The ruling is just the latest court win for voting rights advocates. A different federal appeals court ruled this month that Texas's voter ID law is racially discriminatory and must be softened. And a district court softened Wisconsin's ID law, too.


http://www.nbcnews.com/news/us-news/appeals-court-strikes-down-strict-north-carolina-voting-law-n619836
 
Of the two jeopardies to our voting rights in this country, fraud and suppression, the first is virtually non-existent, while the other has a very long and inglorious history. The modern resurgence in the partisan effort to suppress votes began with taking down Acorn. A set of surreptitiously obtained ambush videos were used to paint a negative portrait of this community service group, whose efforts were directed towards registering non-enfranchised citizens to vote and facilitating home ownership.

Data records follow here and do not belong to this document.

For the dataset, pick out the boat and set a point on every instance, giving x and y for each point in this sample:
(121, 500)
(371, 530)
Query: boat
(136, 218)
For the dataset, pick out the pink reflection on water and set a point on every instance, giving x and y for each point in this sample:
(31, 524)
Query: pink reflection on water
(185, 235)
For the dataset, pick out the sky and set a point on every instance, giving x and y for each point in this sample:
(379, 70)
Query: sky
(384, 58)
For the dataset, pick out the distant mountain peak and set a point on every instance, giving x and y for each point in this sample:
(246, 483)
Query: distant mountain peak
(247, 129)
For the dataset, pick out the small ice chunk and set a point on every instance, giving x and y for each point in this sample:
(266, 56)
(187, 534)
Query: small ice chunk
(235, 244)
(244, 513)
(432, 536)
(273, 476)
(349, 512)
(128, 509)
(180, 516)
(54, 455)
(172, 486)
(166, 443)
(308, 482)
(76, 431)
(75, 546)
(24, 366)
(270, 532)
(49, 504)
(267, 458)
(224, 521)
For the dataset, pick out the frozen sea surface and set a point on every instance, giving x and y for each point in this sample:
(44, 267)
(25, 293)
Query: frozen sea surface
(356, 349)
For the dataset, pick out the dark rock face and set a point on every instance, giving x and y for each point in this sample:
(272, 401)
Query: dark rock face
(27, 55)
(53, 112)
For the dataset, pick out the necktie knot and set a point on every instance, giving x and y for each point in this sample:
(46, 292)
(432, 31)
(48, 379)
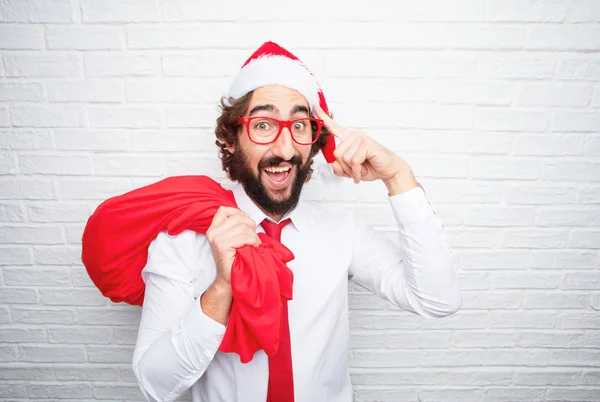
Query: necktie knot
(273, 230)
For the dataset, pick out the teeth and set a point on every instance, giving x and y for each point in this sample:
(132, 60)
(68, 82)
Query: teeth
(277, 169)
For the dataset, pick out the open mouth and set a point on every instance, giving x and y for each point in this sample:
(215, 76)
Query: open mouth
(278, 176)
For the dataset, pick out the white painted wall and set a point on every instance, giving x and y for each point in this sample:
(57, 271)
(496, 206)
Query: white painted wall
(494, 103)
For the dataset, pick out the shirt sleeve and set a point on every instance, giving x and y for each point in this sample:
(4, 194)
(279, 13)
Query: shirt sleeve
(417, 274)
(176, 341)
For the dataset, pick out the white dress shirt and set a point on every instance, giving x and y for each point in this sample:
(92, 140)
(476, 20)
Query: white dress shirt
(177, 344)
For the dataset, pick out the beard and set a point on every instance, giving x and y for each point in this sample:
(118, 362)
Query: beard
(256, 190)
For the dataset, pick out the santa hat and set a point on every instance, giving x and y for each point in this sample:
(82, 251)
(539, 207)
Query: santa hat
(271, 64)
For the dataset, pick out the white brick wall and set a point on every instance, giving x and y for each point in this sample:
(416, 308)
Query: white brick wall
(495, 103)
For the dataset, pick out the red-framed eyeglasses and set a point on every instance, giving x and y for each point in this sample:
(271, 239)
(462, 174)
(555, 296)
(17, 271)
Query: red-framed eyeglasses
(265, 130)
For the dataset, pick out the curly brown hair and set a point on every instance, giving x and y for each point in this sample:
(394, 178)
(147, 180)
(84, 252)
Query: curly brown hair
(227, 133)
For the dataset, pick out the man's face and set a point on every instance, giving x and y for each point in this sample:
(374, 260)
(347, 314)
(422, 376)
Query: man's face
(273, 174)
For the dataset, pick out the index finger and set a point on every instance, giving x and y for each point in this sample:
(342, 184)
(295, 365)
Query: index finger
(333, 127)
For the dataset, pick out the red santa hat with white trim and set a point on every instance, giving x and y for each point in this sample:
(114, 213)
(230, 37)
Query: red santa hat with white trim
(271, 64)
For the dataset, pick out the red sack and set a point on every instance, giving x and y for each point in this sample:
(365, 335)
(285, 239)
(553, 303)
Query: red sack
(115, 250)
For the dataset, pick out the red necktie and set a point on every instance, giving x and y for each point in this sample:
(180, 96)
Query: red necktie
(281, 377)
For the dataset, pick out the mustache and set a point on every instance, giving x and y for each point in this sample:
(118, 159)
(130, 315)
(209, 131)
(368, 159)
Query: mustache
(276, 161)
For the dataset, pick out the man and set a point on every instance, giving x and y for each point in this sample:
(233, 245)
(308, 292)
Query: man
(273, 124)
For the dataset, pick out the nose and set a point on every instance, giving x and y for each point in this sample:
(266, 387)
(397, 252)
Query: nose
(284, 146)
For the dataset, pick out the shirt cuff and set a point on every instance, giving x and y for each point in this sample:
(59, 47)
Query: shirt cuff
(203, 330)
(411, 206)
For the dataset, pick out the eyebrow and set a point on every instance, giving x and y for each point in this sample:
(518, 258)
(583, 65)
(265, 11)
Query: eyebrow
(271, 108)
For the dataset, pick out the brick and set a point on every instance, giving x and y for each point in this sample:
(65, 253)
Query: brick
(550, 340)
(472, 36)
(21, 37)
(557, 217)
(529, 11)
(109, 354)
(11, 213)
(504, 169)
(86, 91)
(55, 276)
(397, 377)
(515, 69)
(510, 120)
(84, 335)
(85, 37)
(21, 92)
(71, 297)
(120, 11)
(585, 239)
(4, 117)
(58, 212)
(112, 317)
(86, 372)
(31, 235)
(592, 146)
(450, 394)
(12, 390)
(480, 301)
(25, 139)
(520, 280)
(518, 357)
(563, 37)
(80, 189)
(499, 216)
(584, 11)
(548, 144)
(93, 140)
(187, 117)
(55, 64)
(9, 371)
(579, 69)
(395, 394)
(555, 394)
(47, 116)
(581, 281)
(122, 64)
(534, 238)
(57, 255)
(426, 358)
(473, 238)
(484, 339)
(466, 192)
(559, 94)
(496, 260)
(575, 121)
(469, 94)
(61, 391)
(51, 354)
(590, 378)
(125, 335)
(37, 316)
(16, 256)
(8, 164)
(137, 165)
(549, 300)
(514, 320)
(22, 335)
(515, 394)
(18, 296)
(125, 117)
(572, 320)
(572, 171)
(496, 376)
(64, 165)
(33, 11)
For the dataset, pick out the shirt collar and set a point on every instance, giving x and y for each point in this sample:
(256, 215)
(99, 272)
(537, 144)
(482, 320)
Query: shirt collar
(298, 215)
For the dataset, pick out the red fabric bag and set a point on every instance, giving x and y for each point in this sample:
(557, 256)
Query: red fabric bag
(115, 250)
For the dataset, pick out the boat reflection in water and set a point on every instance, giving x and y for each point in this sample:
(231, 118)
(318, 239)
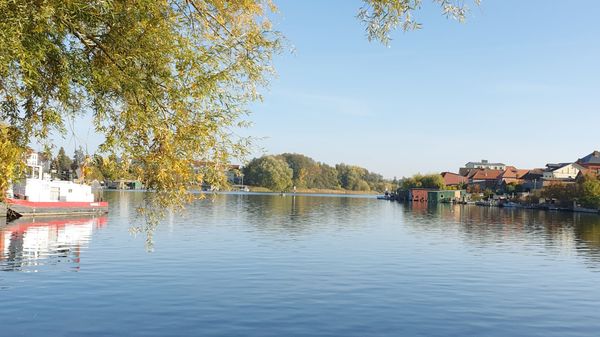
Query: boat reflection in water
(30, 244)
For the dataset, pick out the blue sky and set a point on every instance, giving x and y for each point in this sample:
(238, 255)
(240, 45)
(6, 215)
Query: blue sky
(519, 83)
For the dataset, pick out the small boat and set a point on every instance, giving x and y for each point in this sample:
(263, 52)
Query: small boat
(39, 195)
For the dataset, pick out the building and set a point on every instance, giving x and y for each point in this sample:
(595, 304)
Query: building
(484, 178)
(445, 196)
(484, 164)
(533, 180)
(512, 175)
(562, 171)
(591, 161)
(418, 194)
(454, 179)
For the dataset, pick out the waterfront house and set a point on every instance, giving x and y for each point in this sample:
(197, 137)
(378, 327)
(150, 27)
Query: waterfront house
(512, 175)
(485, 164)
(562, 171)
(454, 179)
(445, 196)
(591, 161)
(418, 194)
(484, 178)
(533, 180)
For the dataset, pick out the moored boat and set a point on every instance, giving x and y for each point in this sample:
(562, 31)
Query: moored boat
(39, 195)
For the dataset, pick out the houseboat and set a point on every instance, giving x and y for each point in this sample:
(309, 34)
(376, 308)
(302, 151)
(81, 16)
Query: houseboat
(39, 195)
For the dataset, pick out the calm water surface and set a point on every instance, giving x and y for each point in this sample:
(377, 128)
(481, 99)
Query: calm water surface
(264, 265)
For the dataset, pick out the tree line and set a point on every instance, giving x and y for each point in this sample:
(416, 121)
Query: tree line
(288, 170)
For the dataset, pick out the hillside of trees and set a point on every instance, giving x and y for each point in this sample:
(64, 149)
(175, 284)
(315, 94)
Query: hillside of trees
(285, 171)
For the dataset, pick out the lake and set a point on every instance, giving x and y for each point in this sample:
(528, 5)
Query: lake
(270, 265)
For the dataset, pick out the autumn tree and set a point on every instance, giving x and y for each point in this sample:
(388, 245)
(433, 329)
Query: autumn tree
(167, 82)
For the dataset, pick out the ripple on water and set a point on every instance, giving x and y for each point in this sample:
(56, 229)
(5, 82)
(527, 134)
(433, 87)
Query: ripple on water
(257, 265)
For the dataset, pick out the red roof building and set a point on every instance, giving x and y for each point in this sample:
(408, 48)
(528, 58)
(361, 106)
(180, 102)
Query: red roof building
(453, 179)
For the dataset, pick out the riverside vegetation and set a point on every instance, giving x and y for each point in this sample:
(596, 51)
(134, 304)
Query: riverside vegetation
(288, 170)
(167, 83)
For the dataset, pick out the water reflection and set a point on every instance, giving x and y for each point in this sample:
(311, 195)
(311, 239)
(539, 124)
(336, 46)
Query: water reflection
(31, 244)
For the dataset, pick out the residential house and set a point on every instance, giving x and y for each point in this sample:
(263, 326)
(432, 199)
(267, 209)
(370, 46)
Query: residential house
(485, 164)
(533, 180)
(484, 178)
(591, 161)
(562, 171)
(453, 179)
(445, 195)
(418, 194)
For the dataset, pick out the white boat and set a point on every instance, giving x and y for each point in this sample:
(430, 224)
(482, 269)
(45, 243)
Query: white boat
(40, 195)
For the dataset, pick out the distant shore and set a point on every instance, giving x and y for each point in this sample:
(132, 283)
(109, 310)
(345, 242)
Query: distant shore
(312, 191)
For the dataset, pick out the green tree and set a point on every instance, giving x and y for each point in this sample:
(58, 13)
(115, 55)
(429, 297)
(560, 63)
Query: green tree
(326, 177)
(434, 181)
(78, 159)
(303, 167)
(165, 81)
(62, 164)
(590, 191)
(269, 171)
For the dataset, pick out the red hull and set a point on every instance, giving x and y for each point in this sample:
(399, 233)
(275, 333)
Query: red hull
(20, 207)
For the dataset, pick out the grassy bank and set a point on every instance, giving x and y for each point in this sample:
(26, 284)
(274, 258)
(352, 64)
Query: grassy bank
(312, 191)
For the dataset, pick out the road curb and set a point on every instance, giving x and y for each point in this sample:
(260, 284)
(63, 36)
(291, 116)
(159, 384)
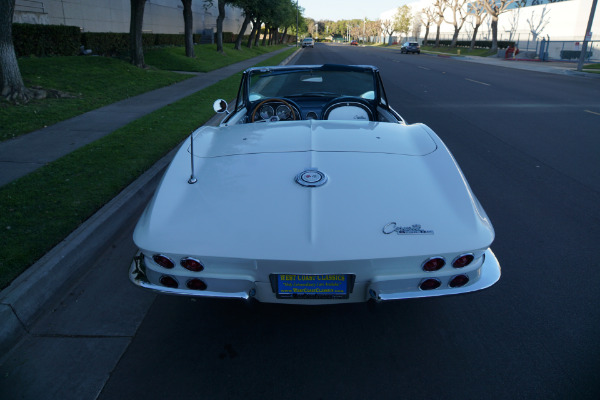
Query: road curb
(37, 289)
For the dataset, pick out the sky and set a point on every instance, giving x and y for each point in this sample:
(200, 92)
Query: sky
(336, 10)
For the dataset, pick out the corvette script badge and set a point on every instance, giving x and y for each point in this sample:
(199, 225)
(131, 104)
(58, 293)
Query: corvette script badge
(311, 178)
(405, 230)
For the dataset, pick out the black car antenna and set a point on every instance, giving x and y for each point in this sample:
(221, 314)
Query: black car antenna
(192, 179)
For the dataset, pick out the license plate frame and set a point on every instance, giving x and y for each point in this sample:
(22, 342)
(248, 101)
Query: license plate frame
(312, 286)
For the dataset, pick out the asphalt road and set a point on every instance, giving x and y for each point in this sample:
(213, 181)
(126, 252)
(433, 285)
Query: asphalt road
(528, 144)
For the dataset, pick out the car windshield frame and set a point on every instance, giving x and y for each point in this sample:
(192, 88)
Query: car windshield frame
(325, 81)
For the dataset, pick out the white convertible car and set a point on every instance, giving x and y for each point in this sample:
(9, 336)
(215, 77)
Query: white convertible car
(313, 190)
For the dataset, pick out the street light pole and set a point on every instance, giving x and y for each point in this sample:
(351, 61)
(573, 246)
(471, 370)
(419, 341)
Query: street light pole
(588, 33)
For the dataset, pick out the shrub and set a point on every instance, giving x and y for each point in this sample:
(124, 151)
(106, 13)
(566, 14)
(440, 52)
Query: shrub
(485, 44)
(574, 54)
(46, 40)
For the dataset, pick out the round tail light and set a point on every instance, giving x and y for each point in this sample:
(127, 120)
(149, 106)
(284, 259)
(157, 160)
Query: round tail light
(463, 260)
(433, 264)
(196, 284)
(430, 284)
(163, 261)
(191, 264)
(169, 281)
(458, 281)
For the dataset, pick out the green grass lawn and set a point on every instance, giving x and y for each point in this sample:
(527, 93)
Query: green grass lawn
(94, 81)
(42, 208)
(207, 58)
(98, 81)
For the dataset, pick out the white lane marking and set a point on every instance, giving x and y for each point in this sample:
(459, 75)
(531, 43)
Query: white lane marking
(481, 83)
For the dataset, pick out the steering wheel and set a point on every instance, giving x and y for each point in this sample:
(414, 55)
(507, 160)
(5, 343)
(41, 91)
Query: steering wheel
(349, 108)
(273, 107)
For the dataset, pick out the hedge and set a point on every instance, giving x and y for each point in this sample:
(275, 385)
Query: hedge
(486, 44)
(574, 54)
(46, 40)
(60, 40)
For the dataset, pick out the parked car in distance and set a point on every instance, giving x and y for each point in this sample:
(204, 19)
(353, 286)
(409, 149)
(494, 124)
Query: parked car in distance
(308, 42)
(410, 47)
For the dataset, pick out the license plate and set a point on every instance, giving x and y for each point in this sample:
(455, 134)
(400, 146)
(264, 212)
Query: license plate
(335, 286)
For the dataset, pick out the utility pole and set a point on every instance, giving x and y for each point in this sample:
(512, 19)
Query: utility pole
(588, 36)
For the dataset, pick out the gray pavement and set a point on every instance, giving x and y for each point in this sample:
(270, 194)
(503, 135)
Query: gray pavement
(33, 292)
(36, 292)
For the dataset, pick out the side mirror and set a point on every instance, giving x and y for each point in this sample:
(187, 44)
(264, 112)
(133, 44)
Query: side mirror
(220, 106)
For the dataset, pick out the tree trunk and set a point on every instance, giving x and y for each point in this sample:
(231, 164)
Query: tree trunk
(494, 48)
(455, 37)
(264, 42)
(426, 34)
(252, 33)
(12, 86)
(220, 19)
(188, 23)
(474, 39)
(238, 40)
(136, 49)
(257, 37)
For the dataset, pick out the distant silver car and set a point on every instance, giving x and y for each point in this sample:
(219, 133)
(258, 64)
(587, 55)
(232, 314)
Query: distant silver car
(410, 47)
(308, 42)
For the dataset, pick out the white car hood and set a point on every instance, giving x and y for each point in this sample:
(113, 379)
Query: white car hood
(246, 203)
(322, 136)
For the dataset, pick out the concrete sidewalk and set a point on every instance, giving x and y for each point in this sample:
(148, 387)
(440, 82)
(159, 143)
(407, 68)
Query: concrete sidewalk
(26, 153)
(42, 285)
(549, 67)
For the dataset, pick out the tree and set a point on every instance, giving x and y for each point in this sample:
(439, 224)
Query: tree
(188, 23)
(388, 27)
(220, 19)
(373, 28)
(136, 50)
(12, 87)
(458, 12)
(402, 19)
(427, 16)
(439, 8)
(494, 8)
(477, 11)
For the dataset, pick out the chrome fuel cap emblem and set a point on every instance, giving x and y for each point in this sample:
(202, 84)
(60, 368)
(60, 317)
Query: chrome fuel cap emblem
(311, 178)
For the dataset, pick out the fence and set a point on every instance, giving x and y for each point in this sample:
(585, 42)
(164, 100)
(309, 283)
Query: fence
(567, 51)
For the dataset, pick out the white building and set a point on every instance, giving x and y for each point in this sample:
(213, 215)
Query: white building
(160, 16)
(563, 21)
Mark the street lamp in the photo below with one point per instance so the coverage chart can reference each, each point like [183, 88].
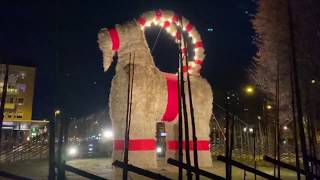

This attack on Acorn was extremely partisan and deceitful. Despite a smattering of fraudulent registrations committed by a small percentage of lazy low paid signature takers, Acorn management themselves caught most of these frauds, and marked them as likely counterfeits, as required by law. Acorn did not try to hide them, and most of those responsible for them were held accountable in a court of law. Mind you that this was NOT voter fraud. This was Mickey Mouse and Mickey Mantle registration fraud. No cartoon character, nor deceased baseball star ever showed up to affect an election outcome. Despite this, the attack on Acorn was hailed as the salvation of the sanctity of our election process.

And when the banks submarined the world market with toxic paper hidden inside collateralized debt obligations and credit default swaps in 2008, Acorn attackers claimed that the victims of subprime loans were responsible, not the banks that did their best to entice unsuspecting targets into their web of deceit. Most banks got bailed out. Most honest victims of their scams did not. They lost their homes. Acorn did attempt to facilitate home loans for many that the banks had historically red-lined, but only in those cases that the loans were NOT subprime bait for suckers. Indeed, their efforts were to afford potential borrowers good counsel, while now it is clear that the motive of the banks was pure greed.

In the end, of course, Acorn was sabotaged, and the voter suppression efforts branched out into state legislation.

On June 25, 2013, the SCOTUS struck down Section 4(b) of the 1965 Voting Rights Act as unconstitutional.
The Court reasoned that the coverage formula violates the constitutional principles of "equal sovereignty of the states" and federalism because its disparate treatment of the states is "based on 40 year-old facts having no logical relationship to the present day", which makes the formula unresponsive to current needs.

Good grief, Charlie Brown. If it looks like a crow, talks like a crow, and acts like a crow, I would call it- Jim.